Operação 'Prevenção Máxima' terá como foco casas noturnas com mais de 1.000 m²; governo também cogita revisar legislação

ADRIANA FERRAZ, O Estado de S.Paulo

30 Janeiro 2013 | 02h08

O governador de São Paulo, Geraldo Alckmin (PSDB), determinou ontem a fiscalização de todas as boates em funcionamento no Estado. A operação "Prevenção Máxima" será feita pelo Corpo de Bombeiros e terá como foco inicial as casas noturnas com mais de 1.000 metros quadrados, mas vai atingir também salas de cinema, teatros e salões de clubes. O serviço vai mobilizar 300 equipes dos bombeiros. A operação começa na noite de hoje.

Apesar da ordem, Alckmin afirmou que se trata apenas de uma medida preventiva.
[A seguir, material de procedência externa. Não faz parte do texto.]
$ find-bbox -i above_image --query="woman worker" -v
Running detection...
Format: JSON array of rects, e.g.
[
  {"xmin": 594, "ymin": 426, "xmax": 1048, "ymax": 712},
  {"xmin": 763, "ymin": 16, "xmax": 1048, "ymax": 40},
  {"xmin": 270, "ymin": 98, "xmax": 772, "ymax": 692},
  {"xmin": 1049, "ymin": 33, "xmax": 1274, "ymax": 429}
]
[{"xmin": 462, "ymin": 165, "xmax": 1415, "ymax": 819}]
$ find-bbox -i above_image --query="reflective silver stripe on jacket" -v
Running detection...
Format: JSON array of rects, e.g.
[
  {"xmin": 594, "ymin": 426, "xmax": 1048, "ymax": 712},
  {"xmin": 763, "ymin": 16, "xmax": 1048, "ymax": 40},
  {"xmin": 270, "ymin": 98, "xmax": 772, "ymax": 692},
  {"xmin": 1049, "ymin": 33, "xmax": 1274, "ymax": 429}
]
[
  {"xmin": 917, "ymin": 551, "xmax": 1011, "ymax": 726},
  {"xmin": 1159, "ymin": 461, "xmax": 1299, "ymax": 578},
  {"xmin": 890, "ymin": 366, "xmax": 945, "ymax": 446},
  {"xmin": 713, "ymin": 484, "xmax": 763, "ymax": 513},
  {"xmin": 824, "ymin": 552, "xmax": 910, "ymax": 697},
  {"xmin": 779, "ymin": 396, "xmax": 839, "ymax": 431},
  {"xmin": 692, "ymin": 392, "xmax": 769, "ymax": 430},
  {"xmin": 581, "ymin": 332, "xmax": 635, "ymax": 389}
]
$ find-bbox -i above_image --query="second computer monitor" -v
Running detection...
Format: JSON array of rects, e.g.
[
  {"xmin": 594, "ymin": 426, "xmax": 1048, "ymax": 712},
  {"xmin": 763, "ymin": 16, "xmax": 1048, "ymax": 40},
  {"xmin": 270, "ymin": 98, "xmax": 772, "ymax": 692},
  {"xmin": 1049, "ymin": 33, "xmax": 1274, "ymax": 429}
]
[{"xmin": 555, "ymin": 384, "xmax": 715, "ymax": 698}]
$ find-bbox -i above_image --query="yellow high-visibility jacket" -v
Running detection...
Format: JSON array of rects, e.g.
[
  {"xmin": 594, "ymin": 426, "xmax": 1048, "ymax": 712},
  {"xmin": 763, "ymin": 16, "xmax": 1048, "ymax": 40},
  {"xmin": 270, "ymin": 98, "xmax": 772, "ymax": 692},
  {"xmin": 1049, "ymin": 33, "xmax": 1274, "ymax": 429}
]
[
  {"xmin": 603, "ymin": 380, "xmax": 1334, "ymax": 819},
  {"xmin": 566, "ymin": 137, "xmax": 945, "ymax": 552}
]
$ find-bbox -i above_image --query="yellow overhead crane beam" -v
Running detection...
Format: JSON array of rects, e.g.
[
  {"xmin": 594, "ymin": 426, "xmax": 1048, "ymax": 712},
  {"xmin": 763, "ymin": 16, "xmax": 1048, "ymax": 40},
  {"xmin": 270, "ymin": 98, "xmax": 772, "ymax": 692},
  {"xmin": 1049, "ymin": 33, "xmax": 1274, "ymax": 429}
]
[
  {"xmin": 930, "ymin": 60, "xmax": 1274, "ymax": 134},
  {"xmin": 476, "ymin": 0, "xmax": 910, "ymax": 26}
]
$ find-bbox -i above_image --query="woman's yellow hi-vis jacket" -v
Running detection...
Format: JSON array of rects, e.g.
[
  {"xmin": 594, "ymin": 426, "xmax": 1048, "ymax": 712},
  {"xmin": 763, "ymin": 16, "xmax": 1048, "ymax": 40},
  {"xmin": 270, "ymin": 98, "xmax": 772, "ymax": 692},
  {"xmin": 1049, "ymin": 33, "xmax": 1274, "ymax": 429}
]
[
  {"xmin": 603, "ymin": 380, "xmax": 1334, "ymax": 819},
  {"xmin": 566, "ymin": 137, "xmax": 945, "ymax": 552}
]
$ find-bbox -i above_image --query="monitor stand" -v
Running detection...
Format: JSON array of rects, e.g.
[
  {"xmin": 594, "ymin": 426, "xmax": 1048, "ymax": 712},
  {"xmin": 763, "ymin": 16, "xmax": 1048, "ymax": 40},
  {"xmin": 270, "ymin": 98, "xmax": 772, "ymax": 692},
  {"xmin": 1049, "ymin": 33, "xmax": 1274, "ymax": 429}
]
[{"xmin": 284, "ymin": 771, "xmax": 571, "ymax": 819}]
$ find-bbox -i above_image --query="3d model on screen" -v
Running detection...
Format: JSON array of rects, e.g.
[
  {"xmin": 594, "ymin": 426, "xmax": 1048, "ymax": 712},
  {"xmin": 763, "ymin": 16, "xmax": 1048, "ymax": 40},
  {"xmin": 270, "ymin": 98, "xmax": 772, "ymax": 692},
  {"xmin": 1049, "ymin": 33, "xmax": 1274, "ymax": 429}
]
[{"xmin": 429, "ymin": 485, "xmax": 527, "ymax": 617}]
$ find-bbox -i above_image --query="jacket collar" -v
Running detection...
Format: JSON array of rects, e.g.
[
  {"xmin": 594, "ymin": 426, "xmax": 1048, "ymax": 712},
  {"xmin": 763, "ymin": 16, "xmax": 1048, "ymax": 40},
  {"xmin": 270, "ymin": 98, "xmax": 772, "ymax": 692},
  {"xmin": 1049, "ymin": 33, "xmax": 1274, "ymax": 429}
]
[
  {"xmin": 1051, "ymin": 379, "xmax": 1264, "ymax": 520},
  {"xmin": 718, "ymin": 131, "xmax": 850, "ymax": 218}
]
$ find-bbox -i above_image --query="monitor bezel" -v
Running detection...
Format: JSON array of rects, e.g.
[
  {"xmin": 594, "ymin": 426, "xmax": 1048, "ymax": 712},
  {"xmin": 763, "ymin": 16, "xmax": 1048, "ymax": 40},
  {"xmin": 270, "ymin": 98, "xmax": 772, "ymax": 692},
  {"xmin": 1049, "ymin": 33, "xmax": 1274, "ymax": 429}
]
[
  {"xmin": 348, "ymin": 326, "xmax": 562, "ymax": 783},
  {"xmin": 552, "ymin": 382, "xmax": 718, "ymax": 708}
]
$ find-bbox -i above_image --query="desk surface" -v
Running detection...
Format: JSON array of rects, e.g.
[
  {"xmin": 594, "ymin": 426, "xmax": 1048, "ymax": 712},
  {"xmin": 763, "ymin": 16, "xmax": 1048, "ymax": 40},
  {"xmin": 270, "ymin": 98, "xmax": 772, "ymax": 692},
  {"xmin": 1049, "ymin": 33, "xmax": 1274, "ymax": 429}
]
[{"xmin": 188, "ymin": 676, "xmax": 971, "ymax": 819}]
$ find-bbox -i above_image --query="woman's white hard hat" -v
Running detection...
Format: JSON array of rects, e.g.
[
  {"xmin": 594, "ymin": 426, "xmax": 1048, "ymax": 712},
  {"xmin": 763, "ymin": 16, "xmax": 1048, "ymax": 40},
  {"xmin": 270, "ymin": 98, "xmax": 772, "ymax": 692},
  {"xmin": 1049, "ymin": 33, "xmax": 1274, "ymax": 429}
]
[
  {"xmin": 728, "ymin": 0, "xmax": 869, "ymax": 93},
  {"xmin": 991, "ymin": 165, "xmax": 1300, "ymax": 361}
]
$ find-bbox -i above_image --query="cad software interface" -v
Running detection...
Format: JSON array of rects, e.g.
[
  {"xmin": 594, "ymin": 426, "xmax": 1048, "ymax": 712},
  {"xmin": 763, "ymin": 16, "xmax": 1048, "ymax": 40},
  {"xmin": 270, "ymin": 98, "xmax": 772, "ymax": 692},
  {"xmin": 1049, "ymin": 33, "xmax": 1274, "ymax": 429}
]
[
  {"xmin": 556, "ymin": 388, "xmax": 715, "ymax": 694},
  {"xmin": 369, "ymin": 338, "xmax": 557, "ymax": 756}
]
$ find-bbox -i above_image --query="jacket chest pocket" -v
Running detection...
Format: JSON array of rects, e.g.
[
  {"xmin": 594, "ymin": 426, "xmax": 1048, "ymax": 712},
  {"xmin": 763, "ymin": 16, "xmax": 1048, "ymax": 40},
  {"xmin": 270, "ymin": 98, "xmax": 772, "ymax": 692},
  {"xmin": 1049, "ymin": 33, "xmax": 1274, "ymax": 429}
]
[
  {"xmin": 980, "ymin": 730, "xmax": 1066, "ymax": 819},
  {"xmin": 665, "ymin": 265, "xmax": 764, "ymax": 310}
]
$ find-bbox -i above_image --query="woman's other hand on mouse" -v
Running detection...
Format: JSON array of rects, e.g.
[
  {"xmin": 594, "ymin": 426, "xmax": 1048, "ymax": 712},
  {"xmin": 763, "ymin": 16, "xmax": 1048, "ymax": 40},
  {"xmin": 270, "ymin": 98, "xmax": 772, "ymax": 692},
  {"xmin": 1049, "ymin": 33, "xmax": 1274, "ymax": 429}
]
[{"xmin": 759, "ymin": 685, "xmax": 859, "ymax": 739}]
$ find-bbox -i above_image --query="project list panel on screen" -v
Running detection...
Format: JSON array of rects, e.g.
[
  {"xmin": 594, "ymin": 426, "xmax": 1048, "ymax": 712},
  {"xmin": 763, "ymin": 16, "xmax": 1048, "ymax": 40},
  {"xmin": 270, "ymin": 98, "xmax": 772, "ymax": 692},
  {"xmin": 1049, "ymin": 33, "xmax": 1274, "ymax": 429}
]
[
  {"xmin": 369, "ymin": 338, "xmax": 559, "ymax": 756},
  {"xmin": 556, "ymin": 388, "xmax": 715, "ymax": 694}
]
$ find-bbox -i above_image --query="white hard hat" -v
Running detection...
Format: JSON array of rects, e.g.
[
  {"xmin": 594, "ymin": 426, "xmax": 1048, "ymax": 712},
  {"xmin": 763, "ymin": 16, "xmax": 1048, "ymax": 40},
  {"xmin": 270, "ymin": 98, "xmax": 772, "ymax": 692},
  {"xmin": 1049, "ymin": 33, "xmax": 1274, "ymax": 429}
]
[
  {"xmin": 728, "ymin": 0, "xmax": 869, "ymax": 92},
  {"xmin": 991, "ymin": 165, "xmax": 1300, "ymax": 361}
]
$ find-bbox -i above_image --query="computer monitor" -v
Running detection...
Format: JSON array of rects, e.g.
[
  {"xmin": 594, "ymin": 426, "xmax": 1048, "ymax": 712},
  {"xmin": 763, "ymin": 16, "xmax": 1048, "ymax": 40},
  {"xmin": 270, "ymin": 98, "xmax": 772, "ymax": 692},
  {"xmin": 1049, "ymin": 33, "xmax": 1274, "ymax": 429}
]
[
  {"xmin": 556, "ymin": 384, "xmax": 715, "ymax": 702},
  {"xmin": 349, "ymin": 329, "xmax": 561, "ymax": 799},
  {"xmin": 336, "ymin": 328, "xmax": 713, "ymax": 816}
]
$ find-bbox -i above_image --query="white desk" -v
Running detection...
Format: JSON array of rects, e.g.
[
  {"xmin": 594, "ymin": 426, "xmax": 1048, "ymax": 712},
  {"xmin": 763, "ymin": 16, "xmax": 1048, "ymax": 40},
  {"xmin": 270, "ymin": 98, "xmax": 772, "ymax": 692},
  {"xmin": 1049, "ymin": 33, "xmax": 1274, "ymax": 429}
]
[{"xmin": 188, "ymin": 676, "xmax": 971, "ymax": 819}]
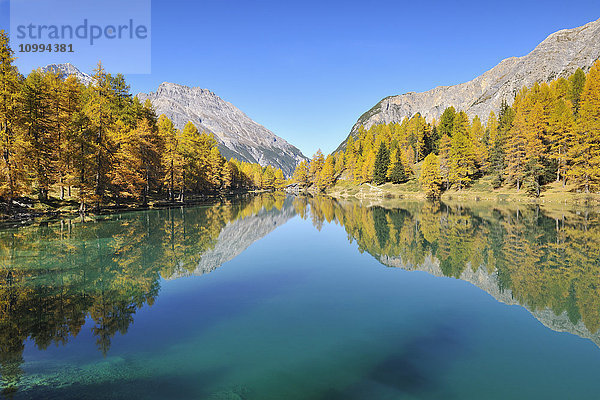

Segundo o governador, São Paulo tem a "melhor legislação do País", com os padrões mais rigorosos em vigor. Ele ressaltou que, nos últimos dois anos, 70% das boates paulistanas tiveram negados pedidos de regularização feitos aos bombeiros, conforme revelou reportagem publicada ontem pelo Estado.

Em visita ao Centro de Operações dos Bombeiros na capital, Alckmin ainda afirmou que não está descartada uma revisão na legislação, caso a operação comprove ser necessária. A corporação já anunciou que pretende tornar mais rígida a regra que define os materiais permitidos em revestimentos de paredes e tetos das casas noturnas.

A proposta é exigir laudos que atestem que os produtos usados em sistemas de isolamento acústico são resistentes ao fogo - hoje, essa garantia é assegurada somente pela assinatura de um engenheiro responsável.

O uso de materiais inadequados é uma das possíveis causas da tragédia ocorrida em Santa Maria, na madrugada de domingo. Segundo testemunhas ouvidas pela polícia, o fogo se alastrou pela casa a partir da queima de placas de espuma coladas no teto. Em São Paulo, instruções técnicas dos bombeiros determinam que esse tipo de produto deve ser resistente ao fogo.

Além disso, o mercado oferece hoje "acessórios" capazes de criar uma espécie de película protetora contra incêndios. Geralmente vendido em forma de spray ou de tinta, o produto é aplicado sobre revestimentos acústicos de boates e passa a impedir a propagação do fogo por um período de até um ano.

Prefeitura. Três dias após a tragédia, a gestão de Fernando Haddad (PT) ainda não anunciou nenhuma medida preventiva de fiscalização nem informou quantas boates têm alvará para funcionar atualmente na cidade.

Anteontem, o Município informou apenas que emitiu ou renovou "cerca de 500 alvarás de funcionamento" para os chamados locais de reunião, como casas noturnas, clubes e igrejas.

Está prevista para hoje uma reunião com empresários da noite para discutir possíveis mudanças na legislação municipal. O encontro será na sede da Prefeitura e terá participação de secretários municipais. Haddad não confirmou presença.